Isso pode ser notado na conversa com Thiago, na qual o jovem relata a dificuldade passada na adolescência, afirmando que não se socializava com os demais da faixa etária, não se via fazendo parte daquele meio e não se sentia inserido naquele contexto. Este é o ponto de maior tangência entre Coutinho com um dos seus jovens personagens, é um raro momento em que o cineasta parece entender o seu interlocutor, e diferentemente de outros momentos do filme em que o silêncio simboliza a distância, aqui ele assume o significado de proximidade, de convergência de entendimentos.

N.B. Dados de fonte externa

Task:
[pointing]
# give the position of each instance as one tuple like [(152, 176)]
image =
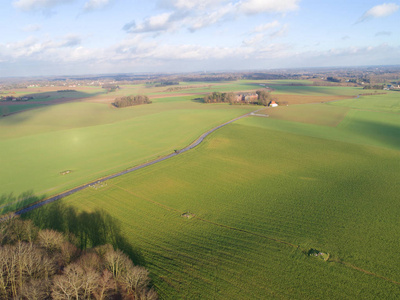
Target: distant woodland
[(131, 100), (261, 97)]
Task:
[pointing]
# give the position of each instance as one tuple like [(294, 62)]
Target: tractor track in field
[(189, 147), (260, 235), (84, 186)]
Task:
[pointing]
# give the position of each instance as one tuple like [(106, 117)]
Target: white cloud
[(96, 4), (266, 27), (34, 48), (254, 41), (28, 5), (380, 11), (208, 19), (280, 32), (191, 4), (267, 6), (383, 33), (32, 28), (161, 22)]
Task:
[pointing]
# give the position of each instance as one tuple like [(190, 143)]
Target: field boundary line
[(346, 264), (59, 196)]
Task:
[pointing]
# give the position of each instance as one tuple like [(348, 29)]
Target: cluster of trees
[(217, 97), (165, 83), (110, 87), (131, 100), (333, 79), (374, 87), (46, 264), (65, 91), (262, 97)]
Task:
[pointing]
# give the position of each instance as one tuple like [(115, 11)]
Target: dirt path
[(84, 186)]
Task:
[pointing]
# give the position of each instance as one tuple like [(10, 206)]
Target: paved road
[(79, 188)]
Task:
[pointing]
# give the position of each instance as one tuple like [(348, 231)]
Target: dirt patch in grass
[(188, 215)]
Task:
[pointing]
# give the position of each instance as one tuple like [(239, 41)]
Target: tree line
[(131, 100), (261, 97), (46, 264)]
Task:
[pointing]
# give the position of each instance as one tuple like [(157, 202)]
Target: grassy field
[(261, 192), (92, 140), (38, 146)]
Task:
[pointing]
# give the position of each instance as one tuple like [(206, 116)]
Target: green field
[(92, 140), (262, 192)]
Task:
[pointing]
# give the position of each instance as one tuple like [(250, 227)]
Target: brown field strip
[(306, 99)]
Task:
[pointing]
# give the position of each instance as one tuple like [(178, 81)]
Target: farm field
[(50, 149), (259, 194), (91, 140)]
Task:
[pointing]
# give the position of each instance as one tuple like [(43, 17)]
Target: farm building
[(247, 97)]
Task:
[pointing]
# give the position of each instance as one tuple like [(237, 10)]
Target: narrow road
[(79, 188)]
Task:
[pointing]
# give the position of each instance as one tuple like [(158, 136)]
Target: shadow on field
[(386, 134), (10, 202), (90, 228), (198, 100), (44, 99)]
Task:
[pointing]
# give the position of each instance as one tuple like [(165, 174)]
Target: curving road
[(79, 188)]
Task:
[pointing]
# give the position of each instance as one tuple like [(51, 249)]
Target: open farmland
[(260, 193), (54, 148), (91, 140)]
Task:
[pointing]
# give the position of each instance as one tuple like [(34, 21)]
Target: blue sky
[(63, 37)]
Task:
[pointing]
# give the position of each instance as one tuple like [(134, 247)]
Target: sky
[(73, 37)]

Jordana Berg e João Moreira Salles ao montarem um filme também sobre o diretor, acertam ao exporem a crise existencial de Coutinho, evidenciando um estágio em que o cineasta parece estar em desconexão com o mundo e com o cinema. Em dado momento, ele deixa claro que aquilo que fazia com imensa alegria agora parece um fardo pesado a se carregar. O embate com os personagens se dá, no entendimento dele, pela falta de memória dos jovens, resultado do pouco distanciamento do tempo passado, e o cinema de Coutinho tem como um dos seus elementos centrais a memória dos seus personagens, é aqui então o início do abismo que o coloca tão afastado dos outros personagens do filme.
A dissimetria na conversa entre o diretor com oitenta anos e os seus interlocutores, jovens entre dezesseis e dezoito anos, é ponto central, o distanciamento é evidenciado ao longo do filme, deixando transparecer o quão estranho é aquele mundo dos jovens para o octogenário cineasta. A fala inicial de Coutinho gravada durante o quarto dia de filmagem, demonstra a sua frustração com os resultados obtidos até ali, pois sente que havia falhado na missão diante dos estudantes. Aliás, essas inquietudes e angústias são constatadas também durante a produção de outras de suas obras.
Mas o que parecia ser um problema para o filme, veio como solução, esse distanciamento entre Coutinho e os jovens, torna-se a questão central do filme, um fenômeno social contemporâneo constatado no não entendimento do imaginário dos jovens, por parte das gerações mais velhas, resultando num vácuo de interações entre essas gerações, que é vivenciado em casa, na escola, na igreja ou em qualquer outra organização social.
Embora o projeto inicial do cineasta fosse gravar com crianças, ele fez muito bem em dialogar com os jovens. Mesmo diante de todas as incertezas e dificuldades, a simples disposição de Coutinho em conversar, fica como exemplo para a sociedade que vive um momento em que a juventude luta para expor suas aspirações e reivindica o atendimento de suas demandas. Dessa forma em Últimas conversas ele tenta transpassar com certa dose de empatia o abismo que o separa do universo dos jovens.